The legal complaint suggests Lewis was anything but a victim, arguing that the existence of the lost child, among other major themes common to the Gaon and Lewis scripts but not to the novella, meant that the duplication went a lot further than the addition of a few lines at the end of the play. Even if it's true that Lewis took nothing from the Gaon script — which would mean Southerland wrote a good chunk of the play — there is still no evidence that she was basing her work on "dozens of other works." And because no one had the rights to the source novel, let alone the Gaon adaptation, the whole project was unauthorized from the start.
Lewis insists she had no idea there was no permission to do "Return to Haifa," even if the adaptation was a new one. "I trusted," she said, "that would be taken care of."
Next settled with Gaon and his attorneys out of court.
It was agreed that no extensions would be granted to the production, that Lewis would no longer claim authorship of the piece and that all scripts would be sent to Harris' office.
Harris said that he had not been sent the scripts, as the agreement required, but he was told that they had all been destroyed. Lewis' attorney wrote to Harris that Lewis had erased every word of her project from her computer.

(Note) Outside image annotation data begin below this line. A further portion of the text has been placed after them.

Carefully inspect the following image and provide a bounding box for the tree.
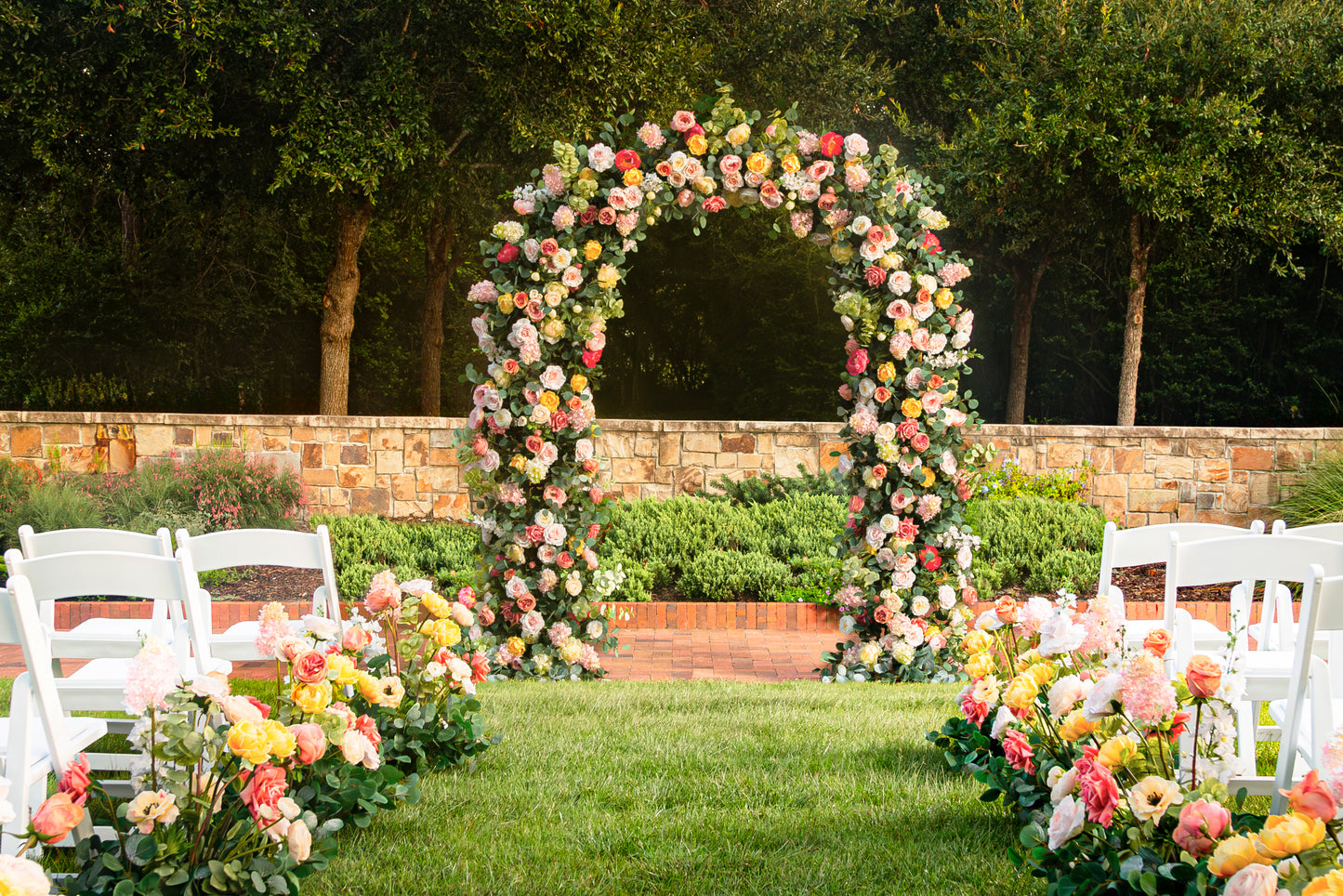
[891,0,1343,425]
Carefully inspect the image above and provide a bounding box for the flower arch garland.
[458,87,978,679]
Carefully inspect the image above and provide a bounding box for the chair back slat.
[6,549,185,601]
[178,527,325,573]
[19,525,172,558]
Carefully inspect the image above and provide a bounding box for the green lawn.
[304,681,1044,896]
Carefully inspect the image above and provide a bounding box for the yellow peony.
[229,721,270,766]
[1301,871,1343,896]
[1258,811,1324,859]
[1096,735,1138,771]
[289,681,332,715]
[1003,676,1039,712]
[326,652,359,687]
[966,652,995,679]
[960,628,994,652]
[1207,835,1273,877]
[260,718,298,759]
[1059,709,1099,742]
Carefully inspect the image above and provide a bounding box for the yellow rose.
[1003,676,1039,712]
[289,682,332,715]
[229,721,270,766]
[420,591,453,618]
[560,637,583,665]
[1207,835,1273,877]
[260,718,298,759]
[1096,735,1138,771]
[1301,871,1343,896]
[960,628,994,652]
[1059,709,1099,740]
[1258,811,1324,860]
[354,670,377,703]
[966,652,994,679]
[326,652,359,688]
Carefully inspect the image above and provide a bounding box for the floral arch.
[458,88,978,679]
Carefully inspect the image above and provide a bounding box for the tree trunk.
[317,199,374,416]
[1007,256,1053,423]
[1117,212,1152,426]
[117,190,145,270]
[420,199,464,416]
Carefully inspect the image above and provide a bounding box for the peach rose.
[33,793,84,842]
[1184,652,1222,700]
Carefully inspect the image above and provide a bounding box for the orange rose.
[33,793,84,842]
[1184,652,1222,699]
[1143,628,1171,657]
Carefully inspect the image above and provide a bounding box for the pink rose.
[1171,799,1231,859]
[289,723,326,766]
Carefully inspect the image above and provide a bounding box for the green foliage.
[966,495,1105,595]
[1277,455,1343,525]
[979,458,1096,503]
[311,515,480,600]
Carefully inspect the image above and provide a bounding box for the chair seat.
[51,616,172,658]
[209,619,304,661]
[0,716,108,787]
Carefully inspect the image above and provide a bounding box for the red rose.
[294,651,326,685]
[615,149,639,171]
[238,761,289,818]
[821,130,843,159]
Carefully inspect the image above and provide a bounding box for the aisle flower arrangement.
[458,87,978,679]
[929,595,1343,896]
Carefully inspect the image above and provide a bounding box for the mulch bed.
[214,563,1231,601]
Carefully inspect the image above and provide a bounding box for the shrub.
[966,495,1105,597]
[979,458,1096,503]
[1277,455,1343,525]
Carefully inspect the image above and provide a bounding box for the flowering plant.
[49,639,338,893]
[458,87,978,679]
[929,595,1343,896]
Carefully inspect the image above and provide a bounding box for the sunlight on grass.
[304,681,1044,896]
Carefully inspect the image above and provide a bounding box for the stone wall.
[0,411,1343,525]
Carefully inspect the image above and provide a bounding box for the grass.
[304,681,1044,896]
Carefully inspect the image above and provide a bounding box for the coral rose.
[33,793,84,842]
[1184,654,1222,700]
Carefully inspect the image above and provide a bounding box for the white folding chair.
[4,549,225,736]
[1270,572,1343,814]
[19,525,177,673]
[1096,520,1264,651]
[1165,534,1343,793]
[0,576,108,856]
[178,525,342,661]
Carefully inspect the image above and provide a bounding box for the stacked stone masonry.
[0,411,1343,525]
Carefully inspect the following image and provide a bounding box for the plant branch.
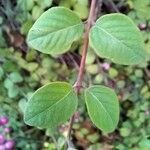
[74,0,97,93]
[67,0,97,146]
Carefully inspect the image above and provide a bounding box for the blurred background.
[0,0,150,150]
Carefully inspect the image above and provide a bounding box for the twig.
[74,0,97,93]
[67,0,97,146]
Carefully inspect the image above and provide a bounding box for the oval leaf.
[24,82,77,128]
[85,86,119,133]
[27,7,84,55]
[90,13,146,65]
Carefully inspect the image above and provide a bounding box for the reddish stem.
[74,0,96,93]
[67,0,97,145]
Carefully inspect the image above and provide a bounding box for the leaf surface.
[24,82,77,128]
[85,85,119,133]
[27,7,84,55]
[90,13,146,65]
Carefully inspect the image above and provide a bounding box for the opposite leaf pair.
[27,7,146,65]
[25,82,119,133]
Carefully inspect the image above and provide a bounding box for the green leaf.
[90,14,146,65]
[24,82,78,128]
[85,85,119,133]
[27,7,84,55]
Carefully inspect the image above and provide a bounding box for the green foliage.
[85,86,119,133]
[27,7,83,55]
[24,82,78,129]
[90,14,146,65]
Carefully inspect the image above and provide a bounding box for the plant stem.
[74,0,97,94]
[67,0,97,146]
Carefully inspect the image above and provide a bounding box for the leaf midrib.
[89,91,114,126]
[27,90,72,121]
[28,22,82,42]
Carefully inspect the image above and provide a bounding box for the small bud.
[0,145,5,150]
[102,63,110,70]
[4,127,11,133]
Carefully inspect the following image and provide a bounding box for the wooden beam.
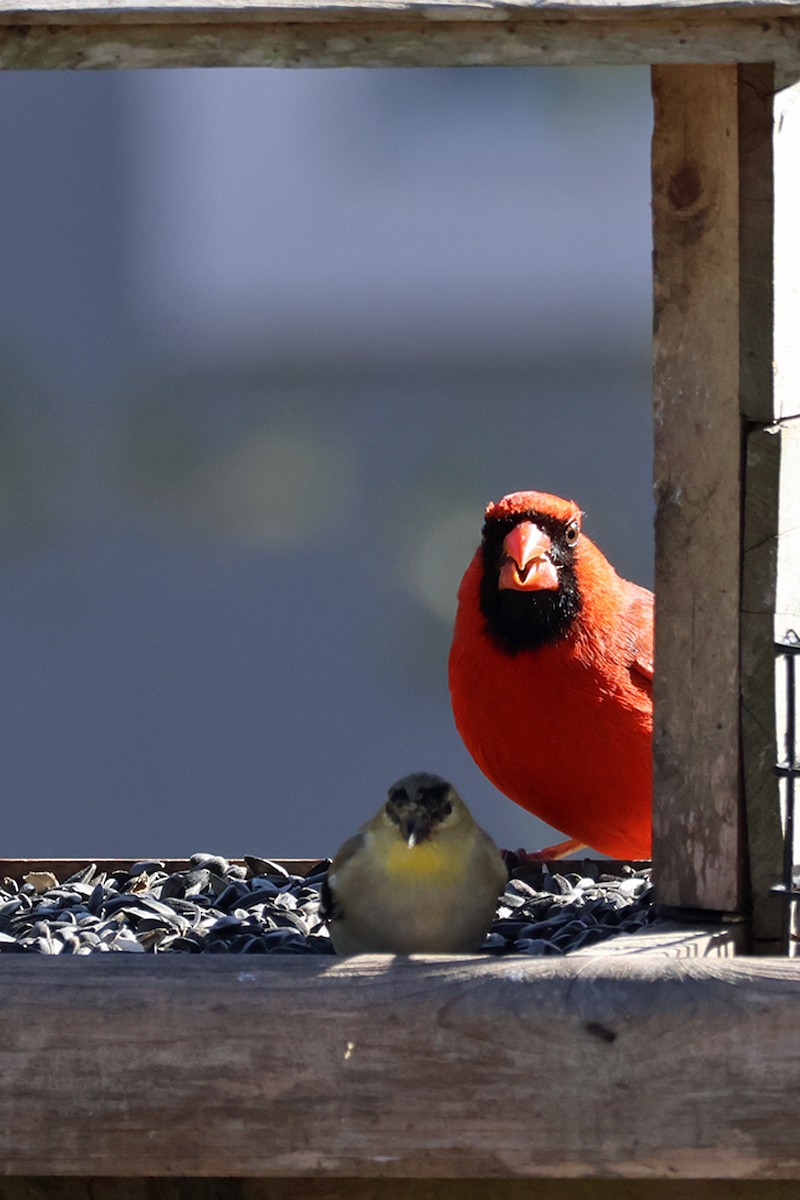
[0,954,800,1181]
[0,0,800,70]
[0,1176,798,1200]
[740,66,800,953]
[652,66,745,912]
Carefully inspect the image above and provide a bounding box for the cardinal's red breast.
[450,492,652,858]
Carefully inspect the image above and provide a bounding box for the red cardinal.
[450,492,652,858]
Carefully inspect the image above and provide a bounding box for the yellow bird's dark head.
[384,772,465,847]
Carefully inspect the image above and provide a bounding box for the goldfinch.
[321,772,507,954]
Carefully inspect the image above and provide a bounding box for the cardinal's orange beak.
[498,521,559,592]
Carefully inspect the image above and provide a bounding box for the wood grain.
[0,0,800,70]
[0,1176,798,1200]
[652,66,744,911]
[0,954,800,1178]
[739,65,800,953]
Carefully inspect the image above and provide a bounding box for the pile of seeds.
[0,854,652,954]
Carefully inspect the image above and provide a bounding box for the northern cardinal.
[321,772,509,954]
[450,492,652,858]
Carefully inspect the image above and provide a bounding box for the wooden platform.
[0,0,800,70]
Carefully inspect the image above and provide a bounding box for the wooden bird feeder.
[0,0,800,1200]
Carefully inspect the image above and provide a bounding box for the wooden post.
[741,66,800,953]
[654,64,800,926]
[652,66,744,912]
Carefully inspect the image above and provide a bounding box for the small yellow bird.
[321,772,509,954]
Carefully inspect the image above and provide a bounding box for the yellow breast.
[386,839,467,884]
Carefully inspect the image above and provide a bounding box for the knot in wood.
[667,162,703,212]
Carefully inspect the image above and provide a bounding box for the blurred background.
[0,67,652,857]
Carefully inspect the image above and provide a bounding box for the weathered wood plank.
[0,954,800,1178]
[652,66,744,911]
[740,66,800,953]
[0,0,800,70]
[0,0,800,21]
[0,1176,798,1200]
[741,420,800,953]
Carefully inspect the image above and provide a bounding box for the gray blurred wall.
[0,68,651,857]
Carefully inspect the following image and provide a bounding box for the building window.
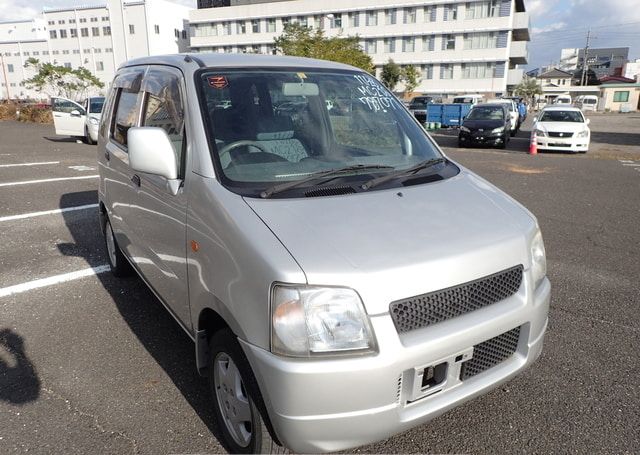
[422,65,433,79]
[464,32,498,49]
[404,8,416,24]
[613,91,629,103]
[462,63,495,79]
[364,39,378,54]
[384,38,396,54]
[422,35,436,51]
[444,5,458,21]
[349,13,360,28]
[424,5,437,22]
[402,36,416,52]
[442,35,456,51]
[465,0,500,19]
[331,13,342,28]
[440,63,453,79]
[384,9,398,25]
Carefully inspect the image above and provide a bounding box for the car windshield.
[200,70,446,195]
[538,111,584,123]
[89,98,104,114]
[467,106,504,120]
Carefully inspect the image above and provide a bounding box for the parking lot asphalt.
[0,116,640,454]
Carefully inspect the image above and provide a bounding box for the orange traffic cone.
[529,134,538,155]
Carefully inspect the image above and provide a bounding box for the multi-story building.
[189,0,530,94]
[559,47,629,78]
[0,0,189,99]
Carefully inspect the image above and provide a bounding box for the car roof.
[120,52,362,72]
[542,105,582,112]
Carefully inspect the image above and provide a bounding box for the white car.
[51,96,104,144]
[487,99,520,137]
[532,106,591,153]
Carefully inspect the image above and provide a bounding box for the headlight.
[271,285,375,357]
[531,231,547,289]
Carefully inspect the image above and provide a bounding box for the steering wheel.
[218,140,270,161]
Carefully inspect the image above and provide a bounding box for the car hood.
[245,168,536,314]
[536,122,587,133]
[462,120,505,130]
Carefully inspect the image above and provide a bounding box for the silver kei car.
[98,54,550,452]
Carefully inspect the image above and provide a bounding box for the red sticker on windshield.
[208,76,229,89]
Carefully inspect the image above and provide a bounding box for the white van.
[576,95,598,112]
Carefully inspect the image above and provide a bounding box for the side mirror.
[127,127,178,180]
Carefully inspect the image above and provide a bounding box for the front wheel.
[209,330,282,453]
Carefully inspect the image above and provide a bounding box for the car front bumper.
[241,275,551,453]
[458,131,505,145]
[536,136,589,152]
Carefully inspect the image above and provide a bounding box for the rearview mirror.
[127,127,178,180]
[282,82,320,96]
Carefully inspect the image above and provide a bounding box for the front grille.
[389,265,523,333]
[460,327,520,381]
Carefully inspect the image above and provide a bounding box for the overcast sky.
[0,0,640,68]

The agreement did not require Next to fire Southerland, but it did so anyway. "We felt," said Judy Kemp, chair of Next's board of directors, "that is was the appropriate thing to do." Kemp also said that Next, which had run up a deficit during Southerland's tenure, would soon announce an interim artistic leader. "We have a plan to recover," she said. "We're not panicked."
Kemp allowed that the Next board should have asked to see the permissions for "Return to Haifa," but she said that the directors trusted Southerland. "There is anger, disappointment, frustration, all of those things," Kemp said. "We are circling the wagons and are unanimous in our desire and decision to move forward." Late in the afternoon on Friday, May 28, Next dumped the bad news. The company put out the press release the out-of-court settlement required, apologizing to Gaon and admitting that its production "made unauthorized and unlicensed use of the title and both verbatim and paraphrased passages of dialogue from Mr. Gaon's acclaimed play ‘Return to Haifa.'"
Roth is moving forward too. With Gaon's help, he has put together a plan to bring the Hebrew-language production of Gaon's play to Washington in January, perhaps with surtitles. Although sympathetic to the notion, Dickerson said he had yet to grant the rights to the surtitles part. The adaptation and translation of "Return to Haifa" remain fraught.
"I have never," said Dickerson, "ever known anything quite like what happened in Evanston."
"This has all been so painful," Gaon said. "The whole production in Israel was a miracle in many ways. To be in touch with this amazing family, even as rockets were falling on our schools and Hezbollah was attacking our northern cities. This was a little flower of hope, a dialogue about a better future, an attempt to co-exist on a literary, honorary plane. Someone comes along and does basically what this play is all about — he takes this child, this creation. … If I was able to learn anything al all, it is to better understand what people, Israelis and Palestinians, go through in this play. Their frustration. This hope that something will happen to stop acts of injustice."